Tuesday, May 19, 2009

Emulation: Let It Go

The RPG Pundit had an interesting piece yesterday on emulation in RPG--specifically, emulation vs. "scripted" games. In this context, emulation is following the rules and expectations of your game world and circumstances. Scripted, in this case, would be a series of pre-set encounters, with a set of defined paths set out.

I don't want to get into absolutes here or trigger any sort of debate--I think all but the most rules-enslaved GM/DM/CK/Referees would admit that being able to go off script and improvise is one of the essentials of good Game Mastery. I want to talk for a bit about resisting the urge to railroad or exert your will in little ways.

When you're a parent, it's nerve-wracking watching your child tottering trying to balance on new roller skates or a bike. But you know that if you never let go, they'll never learn how. Guidance and a gentle helping hand are fine, but eventually they've got to do it themselves.

I think a lot of GMs (even "adversarial" ones) can develop a paternal attitude towards the characters in and players of a game.
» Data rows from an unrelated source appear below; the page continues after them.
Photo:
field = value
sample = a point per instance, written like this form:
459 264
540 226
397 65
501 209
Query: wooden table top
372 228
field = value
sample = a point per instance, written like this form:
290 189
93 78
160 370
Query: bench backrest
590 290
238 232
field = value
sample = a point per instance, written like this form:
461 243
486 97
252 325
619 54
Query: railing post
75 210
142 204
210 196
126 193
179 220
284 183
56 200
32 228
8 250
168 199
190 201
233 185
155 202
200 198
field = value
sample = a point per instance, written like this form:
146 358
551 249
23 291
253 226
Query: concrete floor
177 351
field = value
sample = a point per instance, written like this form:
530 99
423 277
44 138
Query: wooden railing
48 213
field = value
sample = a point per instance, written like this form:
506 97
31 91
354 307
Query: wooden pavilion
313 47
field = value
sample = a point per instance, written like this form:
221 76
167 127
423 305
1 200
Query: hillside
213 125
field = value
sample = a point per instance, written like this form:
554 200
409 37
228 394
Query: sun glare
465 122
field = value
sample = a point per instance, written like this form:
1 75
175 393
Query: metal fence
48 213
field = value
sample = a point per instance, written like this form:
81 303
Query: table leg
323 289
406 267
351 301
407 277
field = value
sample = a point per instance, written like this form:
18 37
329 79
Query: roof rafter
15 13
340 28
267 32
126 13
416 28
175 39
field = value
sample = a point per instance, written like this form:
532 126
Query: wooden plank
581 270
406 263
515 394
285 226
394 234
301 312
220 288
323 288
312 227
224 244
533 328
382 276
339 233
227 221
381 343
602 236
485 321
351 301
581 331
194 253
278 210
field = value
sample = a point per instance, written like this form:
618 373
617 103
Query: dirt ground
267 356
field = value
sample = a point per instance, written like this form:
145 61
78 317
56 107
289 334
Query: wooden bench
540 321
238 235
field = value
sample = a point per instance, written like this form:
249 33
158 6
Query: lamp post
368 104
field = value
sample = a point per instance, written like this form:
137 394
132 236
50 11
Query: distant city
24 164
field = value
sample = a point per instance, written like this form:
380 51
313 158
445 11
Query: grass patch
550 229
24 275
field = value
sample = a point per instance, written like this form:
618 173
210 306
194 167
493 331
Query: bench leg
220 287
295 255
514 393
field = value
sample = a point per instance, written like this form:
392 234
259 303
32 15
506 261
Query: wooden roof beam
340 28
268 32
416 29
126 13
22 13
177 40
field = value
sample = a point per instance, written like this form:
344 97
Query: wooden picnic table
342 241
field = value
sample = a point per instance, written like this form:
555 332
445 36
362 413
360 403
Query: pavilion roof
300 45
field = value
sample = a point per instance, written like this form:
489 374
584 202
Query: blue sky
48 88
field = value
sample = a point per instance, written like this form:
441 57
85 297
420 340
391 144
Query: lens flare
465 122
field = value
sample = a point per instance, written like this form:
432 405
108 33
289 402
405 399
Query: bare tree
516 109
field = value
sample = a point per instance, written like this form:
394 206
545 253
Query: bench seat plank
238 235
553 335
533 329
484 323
We think they've mucked it up too badly; they ignored the obvious signs and stumbled right into an encounter they have no business being in. There's going to be an urge to step in and save them. And that curbs both learning and excitement.

I'm not saying never give your players a light at the end of the tunnel. What I'm saying is: wait. Give them that time to figure out something either purely brilliant or just stupid enough to work. They'll feel better about their accomplishment if they pull it off, and they've perhaps learned something if they don't. If you nerf or fiat every encounter the first or second time things fall by the wayside, you lessen the reward and the sense of accomplishment.

I used to have a pretty bad habit as a GM of interceding in those sorts of instances before I really should have. There's no telling how many amazing character rescues and awesome saves I missed because I was worried about the end result.

So the next time something of that sort comes up, don't worry about the script, sit on your hands, and give them time. Let it go--your players may surprise you.

5 comments:

kelvingreen said...

After a long break from gaming, I'm in my second go around as a GM, and I've been trying very hard to not nudge the players along. Instead I'm taking on the role of responding to what they do, and leaving the narrative control in their hands. I could have perhaps picked a better game for this than Call of Cthulhu, but so it goes.

Chris said...

"When you're a parent, it's nerve-wracking watching your child tottering trying to balance on new roller skates or a bike."

Wow, am I ever going to make a terrible father. RPGs have taught me that having the (metaphorical) child first fall off and then set fire to the (metaphorical) bike is a welcome and expected outcome.

The players may make a diabolical mess of my intended plot; but so long as their story is good that's really no big deal.

HinterWelt said...

I agree with giving them the space to do what they want and reacting appropriately as a GM. Really, agree with most everything you said Zach, but you also need a plan. Some idea, at the very least, as to what the game is about. Sometimes that evolves in game as with sand box adventures where the players themsleves inject much of the plot but at other times, you need some sort of outline. Script is too strong a term IMO. I lot the idea of plot points. I have seen groups sit staring at the GM and he is staring back. Both waiting for the other and when it comes down to it, it is the expectation of the group that the GM "do" something.

And that, my friend, is the root of it. It is up to the group and their expectations. You can have a group that comes in and expects nothing more than the GM to set up the monsters for them to kill. Others who expect to head off across the Wastes of Doom to seek adventure and the GM better keep up. Others still who want the premise and key points laid out during the play of the adventure. A truly good GM will be able to read his group and adapt.

Zachary The First said...

Bill: Nicely said. If you don't have a good read on what your group wants, all this doesn't mean a thing. That's a tremendous lesson for any GM to get a handle on.

Ameron said...

I’ve experienced this during our first few attempts at running skill challenges in 4e D&D. As you’ve described, it worked best when the DM let the players try new things and figure it out for themselves and not worry so much about the pre-set script. Good article and sound advice.